Scott Hocking, a Detroit artist and sculptor was inspired by the location as well. His piece, the “Emergency Ark,” is a dramatic installation that brings to mind the biblical story of Noah. The work, as the name indicates, appears to be a slim watercraft, built out of the wood scraps from another decaying 19th-century barn. It rises out of the flat expanse of a field in nearby Kinde as if waiting for the flood.

Hocking, taking a lunch break from his current project, talked about his process in the Thumb, hours away from his Detroit studio.

“Working on a project where I’m using an 1890s barn… on this wind-stripped land, these things make a difference,” he says. Hocking recognizes the downstate connection in this work.

“I didn’t know much about the Thumb when I started doing that project,” he says. “My projects end up connecting because I’m (often) working in areas that have in some way been left behind or forgotten.”

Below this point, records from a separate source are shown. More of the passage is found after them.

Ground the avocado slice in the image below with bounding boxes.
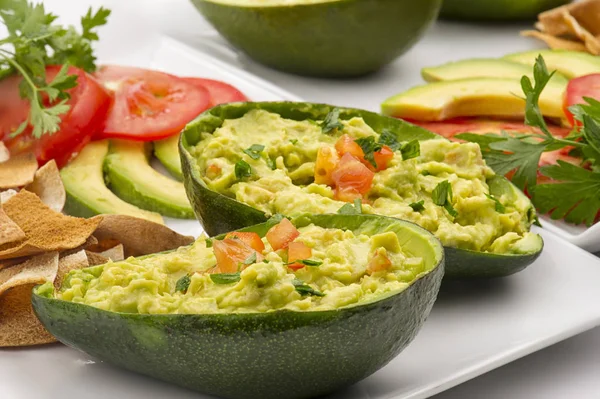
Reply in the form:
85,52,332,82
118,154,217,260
192,0,441,77
105,140,194,219
32,215,444,399
440,0,571,22
381,78,566,121
60,140,163,223
502,50,600,79
179,102,543,278
153,134,183,181
421,58,568,86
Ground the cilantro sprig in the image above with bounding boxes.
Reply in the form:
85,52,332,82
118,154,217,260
0,0,110,138
456,56,600,226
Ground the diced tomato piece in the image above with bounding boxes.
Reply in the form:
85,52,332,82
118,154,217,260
315,146,340,186
563,73,600,126
367,252,392,274
225,231,265,252
368,145,394,172
213,238,264,273
266,218,300,251
288,241,312,270
331,153,375,195
335,134,365,160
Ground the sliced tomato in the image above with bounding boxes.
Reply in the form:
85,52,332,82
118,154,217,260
225,231,265,252
266,218,300,251
288,241,312,270
182,78,248,107
213,238,264,273
563,73,600,126
95,66,210,141
0,66,111,167
335,134,365,160
368,145,394,172
331,153,375,199
315,146,340,186
367,252,392,274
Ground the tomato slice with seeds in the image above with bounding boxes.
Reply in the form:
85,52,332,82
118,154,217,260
288,241,312,271
225,231,265,252
181,78,248,107
332,153,375,200
266,218,300,251
95,66,210,141
213,238,264,273
0,66,112,168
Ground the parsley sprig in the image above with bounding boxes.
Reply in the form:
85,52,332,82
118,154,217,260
456,56,600,226
0,0,110,138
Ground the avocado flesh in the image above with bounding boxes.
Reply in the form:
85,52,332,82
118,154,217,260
381,78,565,121
502,50,600,79
60,140,163,223
105,140,194,219
179,102,542,279
192,0,442,77
32,215,444,399
421,58,568,86
153,134,183,181
440,0,570,22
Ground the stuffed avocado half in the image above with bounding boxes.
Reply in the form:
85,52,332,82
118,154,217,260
180,102,543,277
32,215,444,399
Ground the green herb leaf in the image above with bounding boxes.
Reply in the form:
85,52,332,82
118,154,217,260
485,194,506,213
243,144,265,159
534,160,600,226
409,200,425,212
210,272,242,284
321,108,344,134
379,129,401,151
431,180,458,217
292,278,325,296
354,136,382,168
175,274,192,293
235,160,252,180
400,140,421,161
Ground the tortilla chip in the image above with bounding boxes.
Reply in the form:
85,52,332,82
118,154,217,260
0,190,102,259
94,215,194,257
0,284,56,347
85,251,110,266
0,207,27,245
563,11,600,55
0,190,17,205
25,160,67,212
0,154,37,189
54,249,90,289
0,252,58,296
521,30,586,51
0,141,10,163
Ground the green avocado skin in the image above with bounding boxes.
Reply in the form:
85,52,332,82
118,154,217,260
192,0,441,77
179,102,542,279
32,215,444,399
440,0,571,22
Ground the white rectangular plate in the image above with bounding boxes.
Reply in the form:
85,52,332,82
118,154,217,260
0,39,600,399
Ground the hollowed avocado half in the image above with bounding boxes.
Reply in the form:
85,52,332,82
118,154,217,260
179,102,543,278
32,215,444,399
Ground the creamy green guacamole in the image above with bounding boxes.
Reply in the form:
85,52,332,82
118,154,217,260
57,225,426,314
190,110,536,253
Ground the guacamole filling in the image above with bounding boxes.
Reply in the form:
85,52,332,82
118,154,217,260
190,110,537,254
56,225,433,314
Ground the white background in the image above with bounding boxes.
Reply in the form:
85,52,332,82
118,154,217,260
23,0,600,399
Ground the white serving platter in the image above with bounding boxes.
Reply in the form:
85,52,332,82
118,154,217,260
0,38,600,399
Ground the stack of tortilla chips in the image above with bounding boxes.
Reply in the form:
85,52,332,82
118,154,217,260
0,142,193,347
521,0,600,55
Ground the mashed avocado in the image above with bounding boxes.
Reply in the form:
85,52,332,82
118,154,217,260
190,110,535,253
57,224,428,314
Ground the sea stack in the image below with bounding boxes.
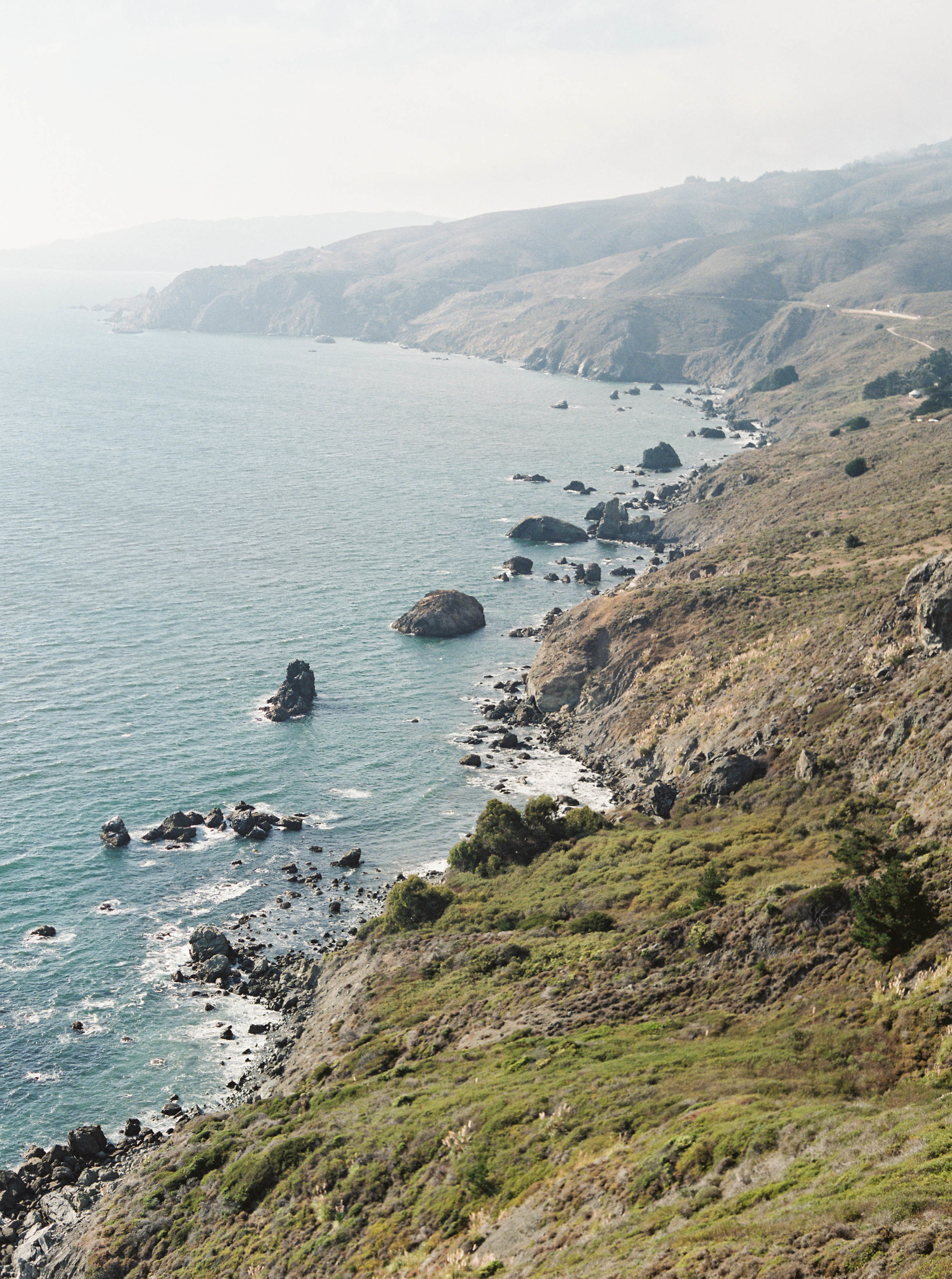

However, just as Detroit is undergoing big changes, Huron County is feeling the effects of increased cultural visibility and economic development.

Bird Creek Farms, a restaurant and taproom, has created a small menu designed to feature its organically grown produce, and it has an accompanying beer list that would be the envy of any big city bar.

“People come to Port Austin for the quaint small-town charm,” said Abby Fischer of Bird Creek Farms, adding that visitors “love that they can play games in the yard right next to the chicken coop, or sit on the deck with a drink and watch the farmers in the field.”

Just down the road, where M-53 ends, tourists can easily get on the water at Port Austin Kayak. There you can rent a kayak or paddle board and head out onto Lake Huron.

A little farther south, another barn project is taking shape. Architect and artist Catie Newell’s project, titled “Secret Sky,” is in the construction stages. Standing in the middle of the old barn, with hair pulled back and wearing dusty work clothes, she indicates the foundation for the “slice” that will be taken out of the building so that observers will be able to see right through the structure.

The challenge in creating the project, says Newell, was “how can I take something that’s the size of a building that’s enormous to me but is small in this setting and have it make an impact?”

Her solution was to create a “kind of optical maneuver that allows the landscape and the sky to keep going through the iconic form of the barn.” The work is well underway and should be done this fall.  

Carl Osentoski, a Thumb native and executive director of the Huron County Economic Development Corporation, is excited about all the cultural and economic development and the relationship being created with downstate neighbors.

“We thought these barn projects would be an opportunity to create some bridges with our neighbors in the Detroit metro area,” Osentoski says. “As that [the art projects] has kind of taken on legs of its own, I think the business owners have really started to invest in the community.”